The problem with me is that my head is a lot like a CS Lewis wardrobe – it looks relatively simple and unexciting from the outside, but inside it there’s Narnia. This means that when I read about Michael Schumacher’s ski fall or Burry Stander’s cycling accident or someone suffering from some kind of illness, I empathize and internalize their pain in an unhealthy and unhelpful way. I have such an overactive imagination that I begin to imagine the same thing happening to someone I love and this makes me feel unhinged and light-headed, as you do when you look down from an extremely tall building.
I know I can’t ban Alastair from skiing and cycling and, while I can do my best to encourage my family to live and eat healthily, I have no power to 100% prevent illness from touching someone I care about. I need to just chillax max. I can attest to the fact that worry is like a rocking chair. It keeps you busy but gets you nowhere.
When you become a parent, your emotional life is full of all sorts of bizarre paradoxes, like you can be contented and fulfilled but also feel so anxious and fearful too. It is just that when you have a child, your heart seems to live outside your body and you experience a feeling that is not love. It is beyond love. It is something that suffuses my entire being and this adoration can suffocate, blind and control me. I know I must lay down my personal Isaac – my future and that of my family – on the altar. I need to act as if God is God and I am not. I know I must accept God’s love for me, believe in the truth of God’s promises and commit my life to Him.
Rick Warren said, ‘Worry is worthless. It is stewing without doing. It changes neither your past, nor your future. It just wastes today.’ Yes, I totally agree. Carpe diem, dammit.
2. Make more effort to eat a plant-based, whole food diet
Ever since Megan started eating at 6 months old, I’ve become interested in food. I have read all sorts of books and articles on nutrition and I find it endlessly fascinating. I have loved reading about the industrialization of the food chain and I am making a concerted effort to buy local and eliminate all processed foods from our diet. I only cook with coconut oil and I try to buy organic when it is not too expensive.
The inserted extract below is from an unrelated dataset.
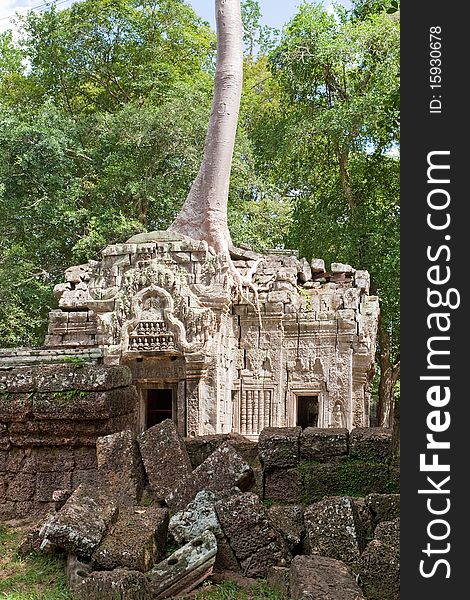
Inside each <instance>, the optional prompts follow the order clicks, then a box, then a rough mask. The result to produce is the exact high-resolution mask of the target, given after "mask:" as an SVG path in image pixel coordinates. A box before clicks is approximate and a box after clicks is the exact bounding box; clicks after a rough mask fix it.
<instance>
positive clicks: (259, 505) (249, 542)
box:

I am absolutely convinced that what we eat matters because Megan’s poos tell me so. When I feed her fresh home-made meals, her poos are chunky, loose and fluffy, as if they have been whipped. They don’t smell too bad either. When she eats dairy or any kind of processed baby food, her poos are stiff and smooth and have a plasticine texture that makes a cast of her bottom.
I’ve learned that dairy is overrated. The West obsesses about getting enough calcium and eating enough dairy yet the West also has the highest instance of osteoporosis. Our bodies are too acidic. We eat far too much animal protein and we bombard our bodies with sugar.
My aim for 2014 is to cut down on dairy and sugar and replace white rice and other refined foods with grains such as quinoa, buckwheat and brown rice. I want to eat more nuts. I also want to eat at least two vegetarian dinners a week.
Alastair won’t be charmed because eating is his hobby. In fact, eating is a borderline sexual experience for him and, when I cook well, he says things along the lines of ‘this meal is orgasmic’ and ‘this dish is making love to my taste buds’.
I can see that if I reduce meat, sugar, dairy and other refined foods, Alastair will object vehemently. So, in 2014, I will get creative and aim to find at least one plant-based, whole foods meal that makes love to his taste buds.
3. Read the Bible in a year
Every year my old church in London runs a campaign where everyone reads a portion of the Bible each day so that, by the end of a year, you have read the whole thing. I want to do it this year.
It is not so much that I want to read the Bible, but it is more that I want to spend less time pawing at my keyboard and trawling the internet. I want to discipline myself to do some activities each day that are more grounding and sustaining. When you have an energetic baby, life is a blur and I want to do something, even just for 5 minutes, each day that is soul-related. I think this resolution ties in to resolution number one and may give me some freedom and perspective.
So those are my resolutions. Hold me to account, please.